The opening scene in Robot and Frank tells you two things you need to know about the rest of the film: Frank still operates as a burglar and forgets things. Because of the latter his son drives up to Frank's house in the country to deliver him a robot helper. Frank is as irascible and resistant as we already might expect at this and only barely tolerates the newcomer until one crucial moment involving a loophole in the machine's programming makes it valuable.
The gap between the odd couple closes until they are mutually dependent. So far that's a buddy movie. Frank has learned to accept his ageing and the need for trust. All it needs is for him to accidentally name the robot (if he cleaves too cloyingly he could be called Cleaver).
But that's what distinguishes this piece from all those like it in the never-too-old-learn sub-genre of warm comedies. Frank never names the robot. He addresses it directly and uses its functionality as he would a toaster. That doesn't mean that the robot never gets cute - that would have to happen and does - but it does prevent the inevitable sentimentality at the end from fulsomeness. There are other things on the table here and they only start with the buddy story.
Frank is old and grumpy but he has no problem with technology. He's happy to take a wall sized international video call from his daughter and handles his own spiffy looking mobile phone with ease. His initial objection to the robot is from his pride at being capable not fear of the future. There is no irony when Frank points to his head and describes it as a good piece of hardware. He is rightly contemptuous of the consultant who has turned the local library into a paperless goopy encounter centre and refers to Frank as a link with the past due to Frank's reliance on printed information. That's the point here, though, the younger man's assumption makes him Frank's target, far more than the defilement of the library.
After a brief encounter with some writ-large symbolism involving a rare copy of Don Quixote we are also over the notion that Frank will be tilting at windmills for a moral victory over the superficial consumer purgatory that the modern world is allowing through. So, what are we left with, then?
We're left with a film about programming. We are used to the concept from the robot but soon we're looking at human programming. The humans here are variously stronger (through conquering love) or more vulnerable (through unchanging habits) because of their programming. Yes, that's another way of saying they are psychologically determined the way any fictional character is but the focus is quite clearly on how that psychology was put together and how firmly it fufills its program.
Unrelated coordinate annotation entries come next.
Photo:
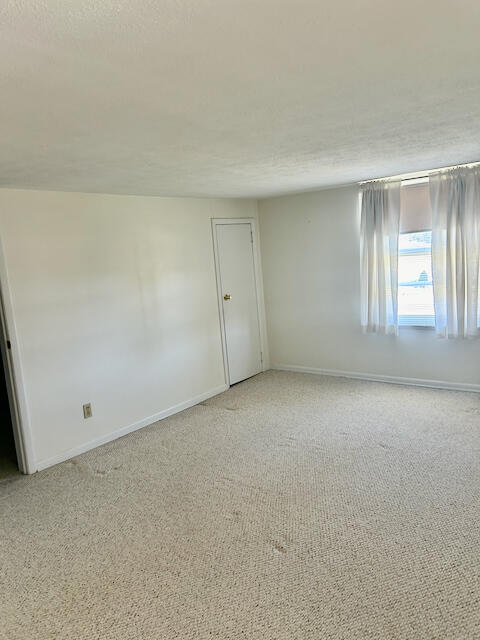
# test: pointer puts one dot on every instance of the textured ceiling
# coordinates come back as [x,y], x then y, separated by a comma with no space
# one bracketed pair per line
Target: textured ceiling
[234,97]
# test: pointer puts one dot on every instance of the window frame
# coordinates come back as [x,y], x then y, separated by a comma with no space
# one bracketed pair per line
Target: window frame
[412,325]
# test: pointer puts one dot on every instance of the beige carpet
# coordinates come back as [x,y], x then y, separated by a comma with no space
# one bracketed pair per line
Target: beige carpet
[292,506]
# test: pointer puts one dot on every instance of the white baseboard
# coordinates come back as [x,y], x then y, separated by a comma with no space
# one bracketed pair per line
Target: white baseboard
[416,382]
[92,444]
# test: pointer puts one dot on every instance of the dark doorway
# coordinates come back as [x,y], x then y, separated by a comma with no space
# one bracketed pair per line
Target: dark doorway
[8,455]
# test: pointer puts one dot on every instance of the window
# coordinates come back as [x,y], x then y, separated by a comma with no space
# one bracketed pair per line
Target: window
[415,286]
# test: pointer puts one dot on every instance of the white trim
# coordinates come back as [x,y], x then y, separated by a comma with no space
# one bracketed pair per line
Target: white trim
[258,289]
[75,451]
[416,382]
[14,375]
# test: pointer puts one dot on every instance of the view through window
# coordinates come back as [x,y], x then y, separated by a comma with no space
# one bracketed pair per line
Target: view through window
[415,286]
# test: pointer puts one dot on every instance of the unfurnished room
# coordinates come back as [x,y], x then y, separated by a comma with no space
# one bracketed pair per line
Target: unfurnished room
[240,320]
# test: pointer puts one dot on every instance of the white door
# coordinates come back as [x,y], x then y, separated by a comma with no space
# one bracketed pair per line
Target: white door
[239,300]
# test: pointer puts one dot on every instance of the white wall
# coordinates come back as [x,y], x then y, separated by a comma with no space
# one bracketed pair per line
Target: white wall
[115,303]
[310,253]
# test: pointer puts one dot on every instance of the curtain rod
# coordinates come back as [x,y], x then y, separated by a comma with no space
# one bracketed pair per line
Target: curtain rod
[418,175]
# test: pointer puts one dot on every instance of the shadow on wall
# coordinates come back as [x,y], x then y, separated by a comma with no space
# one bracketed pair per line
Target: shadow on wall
[8,456]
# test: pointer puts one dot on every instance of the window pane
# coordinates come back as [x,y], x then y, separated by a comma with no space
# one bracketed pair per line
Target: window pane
[415,289]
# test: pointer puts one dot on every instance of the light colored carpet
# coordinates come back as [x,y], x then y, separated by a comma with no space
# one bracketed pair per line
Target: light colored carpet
[290,507]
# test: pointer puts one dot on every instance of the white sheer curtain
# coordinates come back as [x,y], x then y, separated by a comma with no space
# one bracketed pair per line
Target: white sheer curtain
[379,256]
[455,199]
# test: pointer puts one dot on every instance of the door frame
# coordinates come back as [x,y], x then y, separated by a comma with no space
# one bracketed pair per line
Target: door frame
[12,365]
[258,288]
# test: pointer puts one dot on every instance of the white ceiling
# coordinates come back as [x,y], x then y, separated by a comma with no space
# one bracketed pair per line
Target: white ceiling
[234,97]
Characters are constantly plugging into others for expected functionality in this story. Even when Frank is visited by the local cop with burglary victim in tow, the latter is filled with unwavering accusation and the former extends a request for help from Frank as a burglary expert.
Deeper still are the programs of attraction, loyalty, parenting and family and these run according to their input like everything else in the film. Even Frank's reluctance to alter the robot's growing nature, as it were, despite it being very advantageous to do so originates from the lower levels of his ethical programming. The scene in which this decision is made thus offers more than sentimentality (though that's being trowlled on at that point) by suggesting functional necessity. It's a moving scene intensified by rationalism.
There is a big twist in the tail which I won't spoil but its inventiveness should be sung here for, while it promises even more sentimentality it also depicts a series of human programs interlocking and operating in restored functionality. There is a coda which similarly asks us to acknowledge our programming, joyfully or not.
A terrific cast centred around Frank Langella and Susan Sarandon play a script that is pleasantly content with rolling out its ideas unobtrusively so that the surface interface can function so well as a warm winter years comedy while some quite dark matter works beneath. What might have been Cleaver 'n' Corky is just Robot and Frank (the character designers just used the name already attached to the actor). It's almost Safety Not Guaranteed's complement as unlike that one this uses a humanistic genre to get to some real sci fi.
Robot and Frank was a pick from the MIFF I had to miss this year. With this and the likes of Safety Not Guaranteed and Beasts of the Southern Wild I'm getting the feeling I missed a hell of a festival.